The results are in! Once again, the Annie E. Casey Foundation released its annual KIDS COUNT Data Book, which looks at the well-being of American children. The state with the highest overall child well-being? Massachusetts.
(This is great news. I'm from Massachusetts.)
What factors comprise "overall well-being?" A combination of economics, education, health and family/community. After MA, Vermont, Iowa, New Hampshire and Minnesota rounded out the top five states. The bottom five included Arizona, Louisiana, Nevada, New Mexico and Mississippi.

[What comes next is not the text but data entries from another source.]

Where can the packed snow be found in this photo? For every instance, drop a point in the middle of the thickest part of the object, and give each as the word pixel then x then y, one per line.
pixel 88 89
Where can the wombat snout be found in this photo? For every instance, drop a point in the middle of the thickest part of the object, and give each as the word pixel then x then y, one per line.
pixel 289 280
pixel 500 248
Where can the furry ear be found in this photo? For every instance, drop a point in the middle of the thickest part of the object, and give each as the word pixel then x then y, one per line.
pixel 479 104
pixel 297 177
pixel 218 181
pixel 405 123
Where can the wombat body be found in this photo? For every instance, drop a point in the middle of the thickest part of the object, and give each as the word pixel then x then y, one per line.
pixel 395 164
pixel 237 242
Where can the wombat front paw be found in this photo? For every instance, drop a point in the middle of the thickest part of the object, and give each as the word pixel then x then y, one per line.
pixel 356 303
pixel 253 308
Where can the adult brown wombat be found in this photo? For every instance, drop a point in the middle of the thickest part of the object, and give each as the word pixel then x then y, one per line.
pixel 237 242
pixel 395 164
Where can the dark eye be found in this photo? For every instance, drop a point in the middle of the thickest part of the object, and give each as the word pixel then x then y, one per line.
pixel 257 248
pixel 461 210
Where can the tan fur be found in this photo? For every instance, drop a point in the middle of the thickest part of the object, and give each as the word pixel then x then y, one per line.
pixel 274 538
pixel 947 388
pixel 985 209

Time to recall that fifth grade geography; these stats point out a trend that won't seem to go away. The northern states routinely rank better than southern. And poverty levels are the source of blame.
Compared to 2005, more kids are living in poverty — 23 perecent compared to 19 percent. That's tied to unstable employment of their parents, which is also on the rise.

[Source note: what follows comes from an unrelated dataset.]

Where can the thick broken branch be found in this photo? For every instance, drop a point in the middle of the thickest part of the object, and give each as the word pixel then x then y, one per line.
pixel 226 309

But there's lots of good news about today's kids. High school graduation rates, reading proficiency and preschool attendance are all up nationally. More children are covered by health insurance, and child and teen deaths have dropped from 32 per 100,000 to 26.
More than anything, what's notable for you Bumpies is that we're delivering healthier babies. There's been a slight improvement in the number of low birth weight babies (less than 5.5 pounds), dipping from 8.2 percent to just 8 percent. Hats off to Alaska, the state with the fewest low birth weight babies of all (5.7 percent).
With all this in mind, where are you going to settle to raise a family? There's one more piece of the puzzle to consider: the not-so-tangible "family and community" factor. Based on that alone, New Hampshire is the place to be, followed by Utah and Vermont. These states had fewer single-parent families, less concentrated poverty areas and fewer teen births. The study also nods to the "strong institutions and the resources to provide safety, good schools and quality support services" which allow families and their children to thrive.
Do these results have you questioning where you want to plant your roots? If not, don't worry, I'm not headed back to Massachusetts anytime soon.